Later op de dag snijdt een ander symbool van veertig jaar opdeling in Berlijn (en Duitsland) zo mogelijk nog dieper: het Palast der Republik, of wat er van rest. Hier, op een eilandje gevormd door de Spree, pronkte 150 jaar lang het pompeuze Pruisische Stadtschloß. Na zwaar te zijn beschadigd gedurende WOII, werd het door de gretige communisten maar helemaal afgebroken. Tegen 1976 had het, onder impuls van partijleider Erich Honecker (de onheilspellende naam doet mij nog steeds huiveren), plaats gemaakt voor een modernistisch volkshuis van staal en glas, dat naast het Oostduitse parlement ook onderdak bood aan onder meer een concerthal én een stoet winkels en cafés. Vijftien jaar en een bevrijding later begon de verloedering, zeker nadat een gigantisch asbestprobleem was blootgelegd. Stemmen gingen op het rode paleis met de grond gelijk te maken en het slot te herbouwen. Hopeloos duur, zo bleek. Toch vond ook communistische archeologie geen genade in de ogen van de ééngemaakt bevolking. Tijdens een uitgebreide democratische procudure werd enkele jaren terug beslist dat, na definitieve ontmanteling van het Palast (nu volop aan de gang), uiteindelijk een nieuwbouw zal verrijzen die drie gevels van het oude Schloß reconstrueert en naast het vervullen van een aantal obligate commerciële functies een cultureel-wetenschappelijke stichting huisvest.

In nostalgisch gemijmer verzonken verlies ik ei zo na de tijd uit het oog, dus ik moet me voor mijn terugkeer naar Belgenlandje Bahn-gewijs naar luchthaven Berlin Tempelhof reppen.

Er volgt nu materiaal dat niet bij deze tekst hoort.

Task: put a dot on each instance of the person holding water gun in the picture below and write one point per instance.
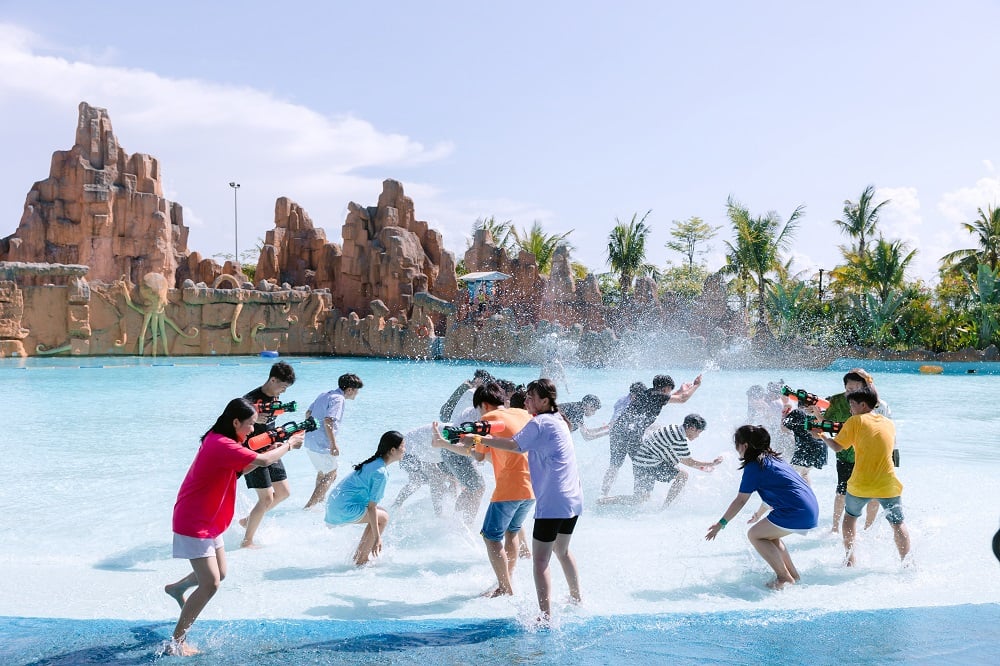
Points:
(204, 510)
(838, 411)
(321, 444)
(269, 482)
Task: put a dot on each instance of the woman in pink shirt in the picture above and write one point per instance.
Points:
(205, 506)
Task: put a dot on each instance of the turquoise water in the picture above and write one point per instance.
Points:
(100, 452)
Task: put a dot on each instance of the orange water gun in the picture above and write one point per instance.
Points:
(280, 433)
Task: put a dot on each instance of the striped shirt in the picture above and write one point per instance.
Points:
(665, 445)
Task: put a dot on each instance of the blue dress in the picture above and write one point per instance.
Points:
(793, 503)
(349, 500)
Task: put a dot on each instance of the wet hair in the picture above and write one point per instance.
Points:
(696, 421)
(758, 442)
(858, 375)
(867, 395)
(349, 381)
(544, 388)
(389, 441)
(517, 398)
(663, 381)
(490, 393)
(238, 409)
(282, 372)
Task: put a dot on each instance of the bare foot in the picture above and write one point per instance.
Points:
(778, 584)
(176, 592)
(177, 648)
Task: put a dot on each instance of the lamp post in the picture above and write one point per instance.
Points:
(236, 225)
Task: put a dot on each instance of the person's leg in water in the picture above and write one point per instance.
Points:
(766, 538)
(364, 551)
(676, 486)
(619, 447)
(208, 573)
(323, 483)
(265, 500)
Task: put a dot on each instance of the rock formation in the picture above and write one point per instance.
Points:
(101, 207)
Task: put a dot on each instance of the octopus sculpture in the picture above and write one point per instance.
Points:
(153, 291)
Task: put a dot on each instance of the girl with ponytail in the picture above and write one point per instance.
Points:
(793, 504)
(356, 498)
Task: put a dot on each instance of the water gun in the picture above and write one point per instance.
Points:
(280, 433)
(274, 407)
(453, 432)
(804, 398)
(832, 427)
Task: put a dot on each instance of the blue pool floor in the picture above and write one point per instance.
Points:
(968, 634)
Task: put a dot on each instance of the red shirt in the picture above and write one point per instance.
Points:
(207, 498)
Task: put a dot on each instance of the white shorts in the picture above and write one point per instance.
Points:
(193, 548)
(323, 462)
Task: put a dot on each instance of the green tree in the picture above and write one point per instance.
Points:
(860, 219)
(501, 232)
(756, 250)
(883, 269)
(689, 235)
(540, 244)
(986, 229)
(627, 251)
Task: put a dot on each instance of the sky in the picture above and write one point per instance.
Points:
(575, 114)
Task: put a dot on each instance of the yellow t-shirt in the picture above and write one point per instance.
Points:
(510, 468)
(872, 436)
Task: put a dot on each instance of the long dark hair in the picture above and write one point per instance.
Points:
(758, 441)
(238, 409)
(390, 440)
(544, 388)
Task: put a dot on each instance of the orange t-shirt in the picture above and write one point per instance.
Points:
(509, 467)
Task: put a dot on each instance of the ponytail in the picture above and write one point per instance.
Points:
(390, 440)
(758, 442)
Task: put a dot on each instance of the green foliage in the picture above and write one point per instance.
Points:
(755, 253)
(684, 281)
(627, 251)
(986, 229)
(689, 235)
(860, 220)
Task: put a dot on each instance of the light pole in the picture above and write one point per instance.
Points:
(236, 225)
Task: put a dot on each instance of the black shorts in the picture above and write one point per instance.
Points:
(263, 477)
(463, 469)
(844, 470)
(646, 477)
(546, 529)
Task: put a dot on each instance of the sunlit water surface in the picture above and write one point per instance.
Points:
(98, 447)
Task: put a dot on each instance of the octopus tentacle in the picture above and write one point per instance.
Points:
(232, 324)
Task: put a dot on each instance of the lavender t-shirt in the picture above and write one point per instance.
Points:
(552, 461)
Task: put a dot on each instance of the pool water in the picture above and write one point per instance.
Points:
(99, 447)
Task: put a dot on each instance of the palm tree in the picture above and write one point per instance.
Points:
(987, 230)
(860, 219)
(883, 268)
(501, 232)
(759, 242)
(540, 244)
(627, 251)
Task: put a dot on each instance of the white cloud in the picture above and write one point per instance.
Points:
(204, 134)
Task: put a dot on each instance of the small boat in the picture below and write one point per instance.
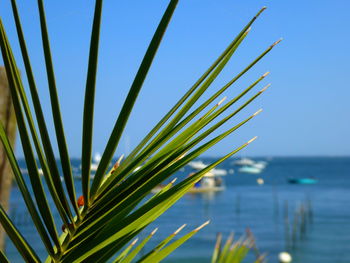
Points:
(302, 180)
(208, 184)
(260, 165)
(244, 162)
(249, 170)
(260, 181)
(199, 165)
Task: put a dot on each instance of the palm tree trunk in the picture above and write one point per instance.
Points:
(8, 120)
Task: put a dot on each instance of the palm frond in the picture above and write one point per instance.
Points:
(116, 208)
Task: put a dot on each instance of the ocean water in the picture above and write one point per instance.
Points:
(264, 209)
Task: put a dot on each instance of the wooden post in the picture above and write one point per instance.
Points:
(8, 120)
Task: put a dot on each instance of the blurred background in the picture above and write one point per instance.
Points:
(299, 200)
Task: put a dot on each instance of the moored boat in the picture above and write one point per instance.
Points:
(302, 180)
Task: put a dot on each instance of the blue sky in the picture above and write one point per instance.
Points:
(305, 110)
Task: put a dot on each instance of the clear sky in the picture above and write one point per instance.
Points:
(306, 110)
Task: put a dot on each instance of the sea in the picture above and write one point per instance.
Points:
(310, 222)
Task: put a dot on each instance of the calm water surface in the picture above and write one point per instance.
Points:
(244, 204)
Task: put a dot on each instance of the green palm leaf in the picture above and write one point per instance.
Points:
(115, 206)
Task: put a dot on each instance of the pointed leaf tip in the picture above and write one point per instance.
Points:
(154, 231)
(251, 140)
(274, 44)
(256, 113)
(222, 100)
(201, 226)
(265, 74)
(264, 88)
(134, 242)
(179, 229)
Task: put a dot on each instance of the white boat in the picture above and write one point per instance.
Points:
(244, 161)
(249, 170)
(260, 165)
(199, 165)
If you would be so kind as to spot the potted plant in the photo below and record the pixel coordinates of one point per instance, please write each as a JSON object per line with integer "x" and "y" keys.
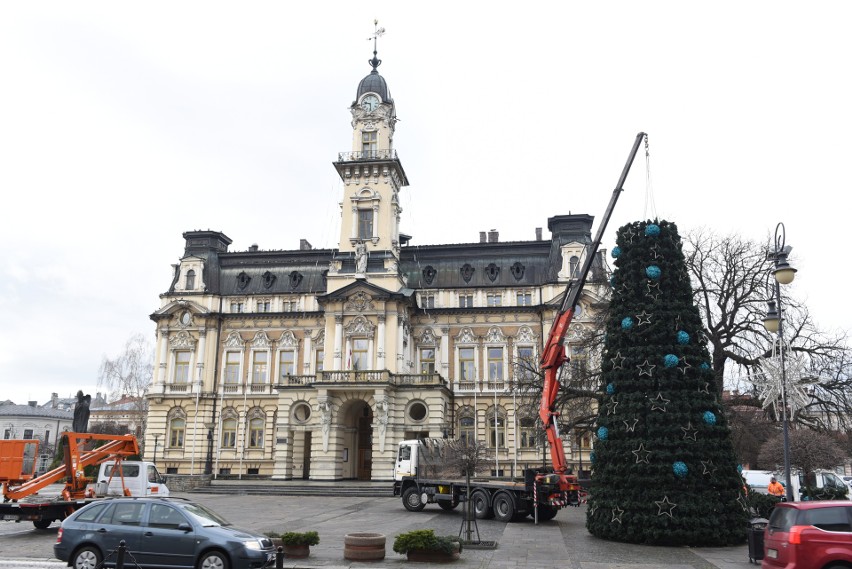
{"x": 297, "y": 544}
{"x": 424, "y": 545}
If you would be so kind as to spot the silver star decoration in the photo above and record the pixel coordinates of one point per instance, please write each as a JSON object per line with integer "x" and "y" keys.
{"x": 708, "y": 466}
{"x": 659, "y": 403}
{"x": 646, "y": 368}
{"x": 689, "y": 432}
{"x": 641, "y": 454}
{"x": 664, "y": 504}
{"x": 610, "y": 407}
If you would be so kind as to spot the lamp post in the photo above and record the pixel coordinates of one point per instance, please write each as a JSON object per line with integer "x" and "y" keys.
{"x": 774, "y": 322}
{"x": 156, "y": 438}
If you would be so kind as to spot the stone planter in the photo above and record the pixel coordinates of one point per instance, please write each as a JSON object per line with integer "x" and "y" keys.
{"x": 434, "y": 555}
{"x": 364, "y": 546}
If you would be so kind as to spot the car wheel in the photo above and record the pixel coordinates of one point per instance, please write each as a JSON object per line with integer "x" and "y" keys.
{"x": 86, "y": 558}
{"x": 504, "y": 508}
{"x": 214, "y": 560}
{"x": 411, "y": 499}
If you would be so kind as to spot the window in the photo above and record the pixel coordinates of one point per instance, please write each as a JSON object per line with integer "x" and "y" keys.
{"x": 287, "y": 363}
{"x": 427, "y": 360}
{"x": 259, "y": 367}
{"x": 232, "y": 367}
{"x": 467, "y": 364}
{"x": 229, "y": 433}
{"x": 467, "y": 430}
{"x": 177, "y": 427}
{"x": 256, "y": 433}
{"x": 527, "y": 432}
{"x": 359, "y": 354}
{"x": 497, "y": 434}
{"x": 318, "y": 361}
{"x": 369, "y": 143}
{"x": 365, "y": 224}
{"x": 181, "y": 367}
{"x": 495, "y": 364}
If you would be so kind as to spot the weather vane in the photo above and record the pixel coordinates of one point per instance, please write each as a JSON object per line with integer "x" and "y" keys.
{"x": 379, "y": 32}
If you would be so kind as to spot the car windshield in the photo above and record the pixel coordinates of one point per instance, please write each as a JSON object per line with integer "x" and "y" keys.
{"x": 205, "y": 517}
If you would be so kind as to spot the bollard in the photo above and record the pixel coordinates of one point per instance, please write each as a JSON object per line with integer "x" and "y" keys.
{"x": 119, "y": 559}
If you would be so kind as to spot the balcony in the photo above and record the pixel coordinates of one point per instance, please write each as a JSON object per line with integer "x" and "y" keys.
{"x": 366, "y": 155}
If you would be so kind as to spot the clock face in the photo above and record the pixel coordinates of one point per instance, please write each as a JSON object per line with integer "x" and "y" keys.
{"x": 370, "y": 103}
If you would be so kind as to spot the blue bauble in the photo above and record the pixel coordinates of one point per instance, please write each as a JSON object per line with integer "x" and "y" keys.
{"x": 653, "y": 272}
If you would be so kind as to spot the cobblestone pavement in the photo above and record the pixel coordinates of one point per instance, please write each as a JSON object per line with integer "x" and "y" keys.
{"x": 562, "y": 542}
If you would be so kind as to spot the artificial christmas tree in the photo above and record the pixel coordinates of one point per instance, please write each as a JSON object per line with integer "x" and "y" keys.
{"x": 664, "y": 467}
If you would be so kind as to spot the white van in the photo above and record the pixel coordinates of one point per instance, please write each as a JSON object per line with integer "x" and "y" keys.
{"x": 140, "y": 479}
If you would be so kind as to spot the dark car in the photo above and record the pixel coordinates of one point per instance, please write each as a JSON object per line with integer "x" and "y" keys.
{"x": 809, "y": 535}
{"x": 158, "y": 532}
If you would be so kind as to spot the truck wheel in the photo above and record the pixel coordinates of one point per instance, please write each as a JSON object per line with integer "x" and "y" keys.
{"x": 86, "y": 558}
{"x": 504, "y": 508}
{"x": 214, "y": 560}
{"x": 411, "y": 499}
{"x": 481, "y": 509}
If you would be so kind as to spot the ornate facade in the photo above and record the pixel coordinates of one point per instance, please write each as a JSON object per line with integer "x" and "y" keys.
{"x": 315, "y": 363}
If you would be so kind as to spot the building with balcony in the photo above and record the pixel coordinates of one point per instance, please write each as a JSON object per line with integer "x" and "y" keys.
{"x": 315, "y": 363}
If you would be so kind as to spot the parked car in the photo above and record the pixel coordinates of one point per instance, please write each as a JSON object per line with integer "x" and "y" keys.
{"x": 158, "y": 532}
{"x": 809, "y": 535}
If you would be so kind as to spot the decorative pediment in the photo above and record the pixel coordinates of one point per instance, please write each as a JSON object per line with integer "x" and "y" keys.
{"x": 182, "y": 341}
{"x": 261, "y": 340}
{"x": 466, "y": 336}
{"x": 359, "y": 302}
{"x": 234, "y": 340}
{"x": 288, "y": 340}
{"x": 360, "y": 326}
{"x": 495, "y": 336}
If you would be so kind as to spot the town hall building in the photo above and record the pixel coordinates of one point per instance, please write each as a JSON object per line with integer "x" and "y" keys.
{"x": 315, "y": 363}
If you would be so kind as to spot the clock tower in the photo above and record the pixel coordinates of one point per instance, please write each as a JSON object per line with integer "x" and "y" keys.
{"x": 372, "y": 177}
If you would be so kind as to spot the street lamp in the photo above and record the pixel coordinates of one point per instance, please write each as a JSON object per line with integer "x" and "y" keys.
{"x": 774, "y": 323}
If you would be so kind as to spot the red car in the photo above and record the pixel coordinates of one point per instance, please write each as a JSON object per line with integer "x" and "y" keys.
{"x": 809, "y": 535}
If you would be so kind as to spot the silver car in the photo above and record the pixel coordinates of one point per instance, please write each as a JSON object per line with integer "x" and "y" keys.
{"x": 158, "y": 532}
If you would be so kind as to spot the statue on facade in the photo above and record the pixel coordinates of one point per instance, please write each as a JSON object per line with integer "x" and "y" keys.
{"x": 80, "y": 423}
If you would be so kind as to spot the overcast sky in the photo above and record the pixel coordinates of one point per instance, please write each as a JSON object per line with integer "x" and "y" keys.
{"x": 123, "y": 125}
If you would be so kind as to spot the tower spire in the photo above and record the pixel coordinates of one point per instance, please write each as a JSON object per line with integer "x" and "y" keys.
{"x": 379, "y": 32}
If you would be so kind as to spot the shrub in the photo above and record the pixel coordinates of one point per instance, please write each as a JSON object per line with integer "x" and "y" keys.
{"x": 424, "y": 539}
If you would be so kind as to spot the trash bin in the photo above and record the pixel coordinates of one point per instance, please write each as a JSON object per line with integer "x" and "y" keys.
{"x": 756, "y": 526}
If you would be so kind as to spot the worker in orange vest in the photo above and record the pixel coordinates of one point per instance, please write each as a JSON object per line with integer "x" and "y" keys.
{"x": 775, "y": 488}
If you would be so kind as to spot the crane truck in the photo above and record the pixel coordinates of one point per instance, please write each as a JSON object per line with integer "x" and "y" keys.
{"x": 20, "y": 486}
{"x": 542, "y": 492}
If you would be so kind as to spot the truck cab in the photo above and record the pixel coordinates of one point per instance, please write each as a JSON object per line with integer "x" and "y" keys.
{"x": 139, "y": 479}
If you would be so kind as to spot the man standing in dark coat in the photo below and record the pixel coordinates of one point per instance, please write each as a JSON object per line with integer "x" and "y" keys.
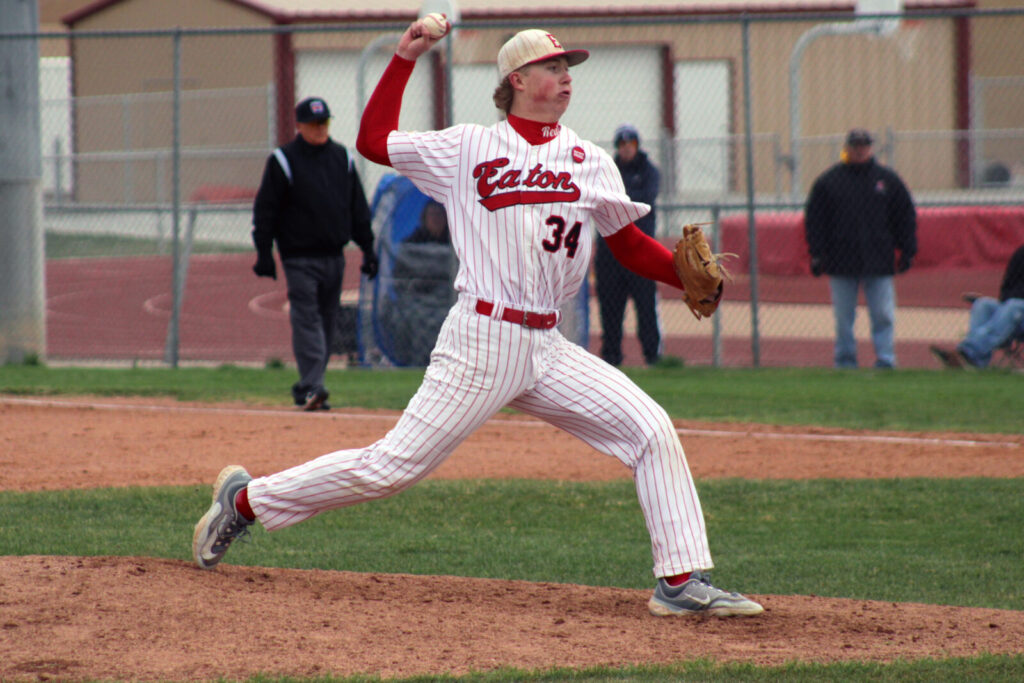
{"x": 310, "y": 203}
{"x": 615, "y": 284}
{"x": 861, "y": 227}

Hier tref ik een derde ijkpunt uit de koude oorlog dat op het punt staat te verdwijnen, of op zijn minst op non-actief te worden gezet. Tijdens de Russische blokkade van 1948-49, die JFK inspireerde tot zijn illustere bekentenis “Ich bin ein Berliner”, vormde deze plek het aanhechtingspunt van de enig resterende levensader voor West-Berlijn: de Luftbrücke. Maar eind september zou het definitief over en uit zijn met de kleinschalige en ouderwetse Zentralflughafen, zo las ik, zodat terwijl ik dit schrijf ongeveer de laatste lijnvluchten haar moeten aandoen. Het is bewolkt en fris als ik beladen met boeken en andere betekenisvolle aandenkens in Zaventem land. Een hoffelijke boemeltrein brengt ons met een geruststellende vertraging thuis.